Mushroom Classification using Visualization

Prabhath R
Analytics Vidhya
Published in
5 min readOct 25, 2019

This article is in continuation with the article written by my friend Shravan (https://medium.com/@shravan.adulapuram/mushroom-classification-edible-or-poisonous-9327a56c6fc9) where in he introduced us to the problem and set out to bust the common myths prevailing regarding the edibility of mushrooms. With the myths being busted we solved one part of the problem i.e. to stop people from identifying mushroom edibility based on simple features. But clearly that is not enough. We need to make a framework using which we can predict the mushroom class/edibility based on given features. Normally this is done through modelling using logistic regression, random forest etc.

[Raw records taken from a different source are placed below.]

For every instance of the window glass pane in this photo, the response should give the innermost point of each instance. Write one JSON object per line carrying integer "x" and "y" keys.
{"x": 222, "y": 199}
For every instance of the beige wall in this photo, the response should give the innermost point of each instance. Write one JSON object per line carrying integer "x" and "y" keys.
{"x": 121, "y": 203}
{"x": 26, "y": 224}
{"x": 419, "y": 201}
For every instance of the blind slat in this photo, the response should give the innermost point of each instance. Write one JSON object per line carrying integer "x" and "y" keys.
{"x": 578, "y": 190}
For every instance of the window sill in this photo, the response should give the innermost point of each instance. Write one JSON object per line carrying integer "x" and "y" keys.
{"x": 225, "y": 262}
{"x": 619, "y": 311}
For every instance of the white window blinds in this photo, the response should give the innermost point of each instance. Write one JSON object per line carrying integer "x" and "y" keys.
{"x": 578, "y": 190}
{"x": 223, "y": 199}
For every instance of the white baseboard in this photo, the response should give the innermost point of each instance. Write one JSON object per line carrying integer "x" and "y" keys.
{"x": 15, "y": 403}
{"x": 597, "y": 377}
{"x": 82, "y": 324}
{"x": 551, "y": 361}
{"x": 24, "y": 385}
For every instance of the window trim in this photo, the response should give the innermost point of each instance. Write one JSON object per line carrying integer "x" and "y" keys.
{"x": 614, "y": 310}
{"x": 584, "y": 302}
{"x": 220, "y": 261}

But here we are going to try to solve the problem without using any of the algorithms, but rather by visualization and simple data exploration.

Bi-variate Analysis

We start by examining the Chi square statistic values for all the mushroom features w.r.t. class/edibility of the mushroom in order to find out which features are important.

Chi Square and P values for different mushroom features
Chi Square and P values for different mushroom features

From the table we can see that all the features are significant (since p<0.05). But in order to understand how significant each are we need to take a look at bi-variate cross tabulated plots. While its incorrect to compare Chi square statistic values(to determine which feature is more significant in determining the mushroom class) it was observed that the features having high Chi square statistic had more sub features that would take only one of the mushroom class. Some of the cross tabulated plots are shown below.

Odor vs Class of mushroom
Spore print color vs mushroom class
Gill color vs mushroom class
Ring type vs mushroom class
Stalk shape vs mushroom class

We can see that in the first four graphs certain feature value could identify mushroom class without ambiguity, like if mushroom has foul odor it is poisonous. The stalk shape vs class graph is shown just to demonstrate why it has a lower Chi square statistic than the other 4.

Simple predictor

With this we can make a basic mushroom class predictor:

  1. Set of features which denote mushroom is poisonous:
    a) Buff and green gill color.
    b) Green spore print color.
    c) Buff, cinnamon and yellow stalk color.
    d) Pungent, foul, creosote, fishy, musty and spicy odor.
    e) Mushroom with no rings.
    f) None ring type.
  2. Set of features which denote mushroom is edible:
    a) Sunken cap shape.
    b) Purple and green cap color.
    c) Red and orange gill color.
    d) Purple, orange, yellow and buff spore print color.
    e) Rooted stalk root
    f) Grey, red and orange stalk colors.
    g) Almond and anise mushroom odor.
    h) Mushroom in waste habitats.
    i) Numerous and abundant population characteristic.

Tri-variate analysis

But the mushroom class can’t be predicted in all other cases. In order to solve this we will look into tri-variate analysis, where we tried to compare mushroom class with 2 features. Using a loop all possible graphs were generated (all possible combination of features vs class) and a few of the significant ones are shown below.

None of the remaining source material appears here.